Additionally, the Substance Abuse and Mental Health Services Administration (SAMHSA) reports that emergency room visits connected to energy drinks have been rising. Research indicates that the number of emergency room visits that involved energy drinks jumped from 1,128 visits in 2005 to 16,053 in 2008 and 13,144 in 2009.
At-risk populations includes those children, teenagers and adults who have an underlying condition (diagnosed or not), that can be unknowingly aggravated by consuming energy drinks.
Meet the parents of Anais Fournier
Anais Fournier went to a mall in December 2011. She went to a candy store and purchased a 24 ounce can of Monster Energy. The next day she was back at the mall and bought another can. A few hours after drinking the second can Anais went into cardiac arrest and became unconscious. Anais died on December 23, 2011, she was 14. Cause of death: cardiac arrhythmia due to caffeine toxicity. It should be noted Anais was considered to be in an at-risk population as she had a fairly common heart condition “mitral valve prolapse” (1 in 20 Americans are affected by this condition). The two cans of Monster Energy contain 480 milligrams of caffeine.
Now Anais Fournier’s parents are suing the company that makes Monster Energy Drinks. Here you can view an NBC News’ Chris Clackum’s report on this case.

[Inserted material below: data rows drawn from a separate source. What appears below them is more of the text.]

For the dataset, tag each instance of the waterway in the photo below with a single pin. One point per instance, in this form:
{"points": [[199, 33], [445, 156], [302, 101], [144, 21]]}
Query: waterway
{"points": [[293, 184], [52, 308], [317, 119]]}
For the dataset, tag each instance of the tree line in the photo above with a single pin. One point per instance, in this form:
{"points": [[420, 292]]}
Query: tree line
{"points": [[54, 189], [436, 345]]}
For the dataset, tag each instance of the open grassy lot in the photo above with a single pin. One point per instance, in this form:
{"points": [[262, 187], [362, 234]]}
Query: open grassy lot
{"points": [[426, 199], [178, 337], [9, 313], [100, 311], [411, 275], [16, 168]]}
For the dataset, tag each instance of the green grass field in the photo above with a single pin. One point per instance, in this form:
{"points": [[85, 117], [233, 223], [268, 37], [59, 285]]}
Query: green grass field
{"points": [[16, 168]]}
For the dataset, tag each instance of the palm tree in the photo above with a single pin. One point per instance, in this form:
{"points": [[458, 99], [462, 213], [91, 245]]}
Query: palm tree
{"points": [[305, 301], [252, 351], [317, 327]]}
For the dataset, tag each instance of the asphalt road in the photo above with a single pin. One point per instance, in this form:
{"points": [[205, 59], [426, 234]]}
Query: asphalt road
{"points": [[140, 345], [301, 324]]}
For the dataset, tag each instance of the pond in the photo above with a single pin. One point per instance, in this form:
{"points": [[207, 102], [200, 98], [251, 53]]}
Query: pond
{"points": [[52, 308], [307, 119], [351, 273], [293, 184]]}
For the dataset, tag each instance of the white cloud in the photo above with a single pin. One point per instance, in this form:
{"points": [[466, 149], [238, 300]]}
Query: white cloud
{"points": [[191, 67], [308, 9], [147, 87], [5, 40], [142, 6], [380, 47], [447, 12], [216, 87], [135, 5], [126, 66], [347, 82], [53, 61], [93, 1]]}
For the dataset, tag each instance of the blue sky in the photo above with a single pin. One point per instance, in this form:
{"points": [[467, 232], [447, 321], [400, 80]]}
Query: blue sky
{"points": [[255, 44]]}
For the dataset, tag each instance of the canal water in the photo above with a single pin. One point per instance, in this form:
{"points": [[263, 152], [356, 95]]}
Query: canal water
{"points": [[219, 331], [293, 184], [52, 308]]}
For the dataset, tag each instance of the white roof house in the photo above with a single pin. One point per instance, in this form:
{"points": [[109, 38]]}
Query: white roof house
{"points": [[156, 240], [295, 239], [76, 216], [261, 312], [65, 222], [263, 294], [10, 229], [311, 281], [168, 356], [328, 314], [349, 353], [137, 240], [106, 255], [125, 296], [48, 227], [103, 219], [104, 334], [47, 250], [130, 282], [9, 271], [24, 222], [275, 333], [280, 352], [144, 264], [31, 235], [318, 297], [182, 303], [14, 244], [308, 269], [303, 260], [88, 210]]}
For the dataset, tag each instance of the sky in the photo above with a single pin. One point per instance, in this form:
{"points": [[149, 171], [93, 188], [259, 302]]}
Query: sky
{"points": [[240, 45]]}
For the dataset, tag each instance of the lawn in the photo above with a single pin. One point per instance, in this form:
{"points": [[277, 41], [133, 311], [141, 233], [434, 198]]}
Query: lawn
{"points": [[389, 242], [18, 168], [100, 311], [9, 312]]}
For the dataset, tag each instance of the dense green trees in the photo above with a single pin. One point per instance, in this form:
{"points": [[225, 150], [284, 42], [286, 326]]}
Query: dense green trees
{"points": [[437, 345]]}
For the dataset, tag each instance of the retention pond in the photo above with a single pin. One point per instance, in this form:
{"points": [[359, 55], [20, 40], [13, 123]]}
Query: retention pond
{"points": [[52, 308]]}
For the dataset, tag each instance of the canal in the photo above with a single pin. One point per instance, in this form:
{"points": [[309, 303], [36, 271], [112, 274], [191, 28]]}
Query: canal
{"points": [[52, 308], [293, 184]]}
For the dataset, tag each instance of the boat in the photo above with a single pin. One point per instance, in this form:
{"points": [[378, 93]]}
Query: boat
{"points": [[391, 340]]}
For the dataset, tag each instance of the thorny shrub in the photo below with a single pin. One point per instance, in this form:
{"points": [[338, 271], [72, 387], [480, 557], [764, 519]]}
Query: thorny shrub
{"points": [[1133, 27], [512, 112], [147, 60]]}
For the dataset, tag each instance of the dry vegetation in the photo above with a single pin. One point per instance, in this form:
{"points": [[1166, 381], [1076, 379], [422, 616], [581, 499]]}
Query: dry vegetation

If you are having trouble viewing the video, you can see it here.
Some final thoughts…
People often find ways to stay alert, to start their day. Maybe they were up too late, maybe they abuse other substances like alcohol and drugs, maybe they just get into the habit of grabbing an energy drink on their way to work. After all, the cans are colorful and all their friends are drinking energy drinks. But so often, people don’t take the time to read a label. And it is very hard to stay informed if labels are incomplete. Perhaps many people don’t even realize that they are at-risk due to some undiagnosed medical condition.
It will be interesting to see how this case evolves. We do know this much: Anais is gone forever, but maybe her death will not be in vain if the FDA eventually determines that all energy drinks (dietary supplements) should include a detailed label listing all ingredients and the amount per serving.
Too much of any substance can be deadly.